What Makes An HDMI Cable So Important Today

By Areelitaha Joahlanski


High Definition Multimedia Interface cables (HDMI cable) is able to use a digital signal to send a progressive scan. What exactly is that anyway?

An analogue signal is an electric current that varies as it's sent up a wire. Information is relayed by altering the current many times per second. It's a truly high definition signal, whereas digital can only be as fine as is allowed by processing power. Analogue current signals are just that: currents of electrons conducting their way through whatever metal is in the wire. Sometimes it's gold. You can zoom into this signal for a long time before it starts to break down. But it would be impractical to create such fine signals, as you'd need very fine equipment.

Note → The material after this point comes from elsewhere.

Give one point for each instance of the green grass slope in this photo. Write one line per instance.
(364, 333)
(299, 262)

That's why digital is better. It can be very fine, very easily. It's nothing more than a stream of data. The more data, the finer the signal. The faster the processing chip, the more data. It's much easier to create a fast processing chip, just narrow the laser that etches it. Of course, you only make the signal as fine as you need it, which means it will break down very fast if you try to zoom in.

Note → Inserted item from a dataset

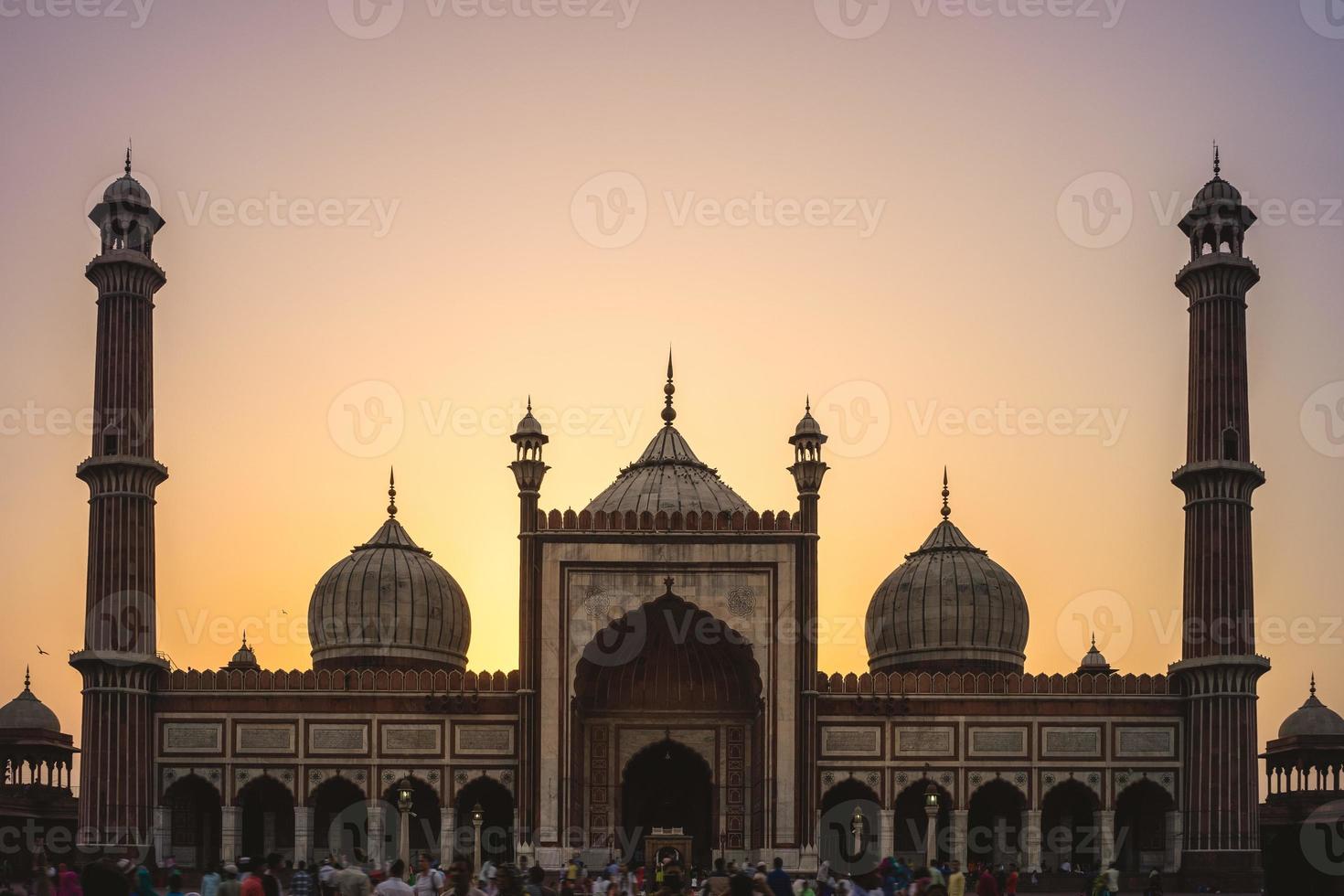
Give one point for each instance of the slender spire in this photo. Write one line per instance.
(669, 389)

Digital signals are made up of the famous "ones and zeros" that we all hear about so much. But what are they anyway? Well, a "one" tells a circuit on the receiving end to open, and a "zero" tells it to close. These opening and closing circuits cause new ones and zeros to be made, and off they go.

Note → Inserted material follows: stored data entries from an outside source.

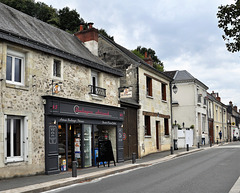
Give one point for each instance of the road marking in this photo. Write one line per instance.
(236, 187)
(229, 146)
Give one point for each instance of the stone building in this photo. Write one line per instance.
(147, 125)
(217, 117)
(57, 99)
(190, 104)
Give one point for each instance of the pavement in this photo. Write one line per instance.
(40, 183)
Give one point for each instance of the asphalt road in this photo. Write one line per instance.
(208, 171)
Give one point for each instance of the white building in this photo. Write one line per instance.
(189, 104)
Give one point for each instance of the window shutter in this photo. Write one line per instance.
(25, 141)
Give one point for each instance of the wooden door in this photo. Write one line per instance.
(130, 132)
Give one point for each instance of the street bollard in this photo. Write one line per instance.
(171, 150)
(74, 168)
(133, 158)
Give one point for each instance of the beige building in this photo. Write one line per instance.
(218, 111)
(54, 94)
(147, 125)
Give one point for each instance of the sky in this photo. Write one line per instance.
(184, 35)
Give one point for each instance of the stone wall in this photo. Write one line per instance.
(26, 101)
(157, 109)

Interlaced scans are the old method of displaying a picture. It's a series of half frames, between twenty-four and thirty, depending on where you live in the world. The frames are divided by many small rows, such as odd and even, with the following frame being the even rows. Never during this method does a complete frame show up on screen, but it all happens so fast, your brain doesn't notice the difference. This is very convenient a method, because you only need to send half the information for every frame.

Progressive scans are whole pictures at once, for each frame. The old CRT monitors, which means cathode ray tube, fired streams of electrons toward the back of the screen. It would be fired in the same pattern as the interlaced rows of lines, many times each second. HD screens can only receive information in one row at a time, for every frame.

Therefore, it's easy to see why analogue, although technically finer, is no longer practical, and interlaced video is just plain clunky. An HDMI cable is necessary to create the proper format.